Networks within an AS communicate routing information to each other using an IGP (interior Gateway Protocol). An AS system shares routing information with other AS using the BGP.

Allow AS-In

Allow AS-In tells BGP when it learns a route from its own AS to allow that route, rather than ignoring it. By default, BGP drops received routes that contain their own ASN to avoid loops.

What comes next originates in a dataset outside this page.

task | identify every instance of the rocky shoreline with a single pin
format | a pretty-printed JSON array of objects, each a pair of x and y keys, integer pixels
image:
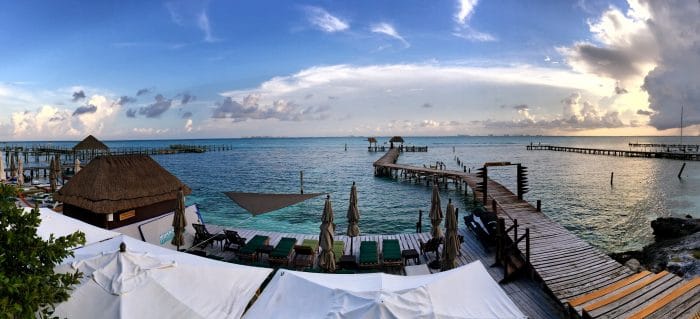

Not on by default. This help prevents routing loops. Use case is a customer with two sites interconnected to the same ISP, routes received from BGP peer can contain the same ASN.  The BGP Allow AS-In configuration can be used to accept those routes.

IP Prefix list

IP Prefix lists are used to filter routes. Filter routes that are advertised in to BGP or from BGP.

VRF Lite

New to NSX-T 3.0 – Used to sub divide the Tier-0 gateway into mini T-0 gateways, used to minimise the number of T0 and edge nodes. Useful for dividing tenants without deploying additional Tier-o gateways and Edge nodes.
Virtual Routing and Forwarding (VRF) routing technology allows the coexistence of multiple routing instances in one routing device. VLAN tagging is used to separate the VRFs in the uplink segment that connects with the external devices.
There are a couple of limitations of using VRF, VPN and load balancers are not compatible with the VRF gateway.